Milosevic may try to cite diplomatic traffic and transcripts from the period as proof of tacit Western approval, even in some cases encouragement, for his anti-breakup policies.

Through other eyes, however, this is likely to be seen as just more evidence of the West's equivocation and ambivalence in the Balkans, especially in Bosnia.

From massacres, mass graves and gruesome detention camps to the plight of refugees forced to leave their shattered homes, the proceedings against the former Serb strongman will cover the most bitter fighting in Europe since World War II.

More than 1 million people were imprisoned or forced from their homes and thousands were killed, maimed and wounded during the three conflicts.

Milosevic, who lost power to reformists in Belgrade after elections in 2000, has branded the court "illegal" and the charges against him "monstrous." He has chosen not to appoint defense counsel in a show of contempt for the court.

The tribunal has entered "not guilty" pleas on his behalf to all three indictments and appointed three prominent international lawyers as friends of the court to ensure he has a fair trial.

Milosevic was charged with war crimes in Kosovo in 1999. Indictments on Croatia and Bosnia followed last year. Prosecutors will deal first with Kosovo before introducing evidence from the two earlier conflicts.

The Kosovo indictment accuses him of responsibility, alongside four other senior Serbs, for the murder of 900 Kosovo Albanians and the expulsion of around 800,000 civilians from their homes.

In the Croatia indictment, he is accused of responsibility for the deaths of hundreds of Croats and other non-Serbs between 1991-92 and the deportation of 170,000.

The Bosnia indictment is the gravest of the three, including the charge of genocide.

The silver-haired grandfather is accused of responsibility in Bosnia for the Srebrenica massacre of several thousand Bosnian Muslim men and boys, the siege of Sarajevo and the deportation or imprisonment of more than a quarter of a million.

Milosevic, who has already spent seven months behind bars in The Hague, could spend the rest of his life in prison if convicted.

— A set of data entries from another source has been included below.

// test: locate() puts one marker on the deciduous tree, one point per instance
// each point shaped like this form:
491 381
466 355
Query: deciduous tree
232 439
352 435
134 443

Chief prosecutor Carla Del Ponte reckons on the trial lasting two years, enough time for big names to show up at the hearings.

In a bid to prove a systematic criminal conspiracy to carve a Greater Serbia out of multi-ethnic Yugoslavia, the prosecution intends to move backward in time, from Kosovo in 1999 -- said to be its best-prepared dossier -- to the earlier conflicts.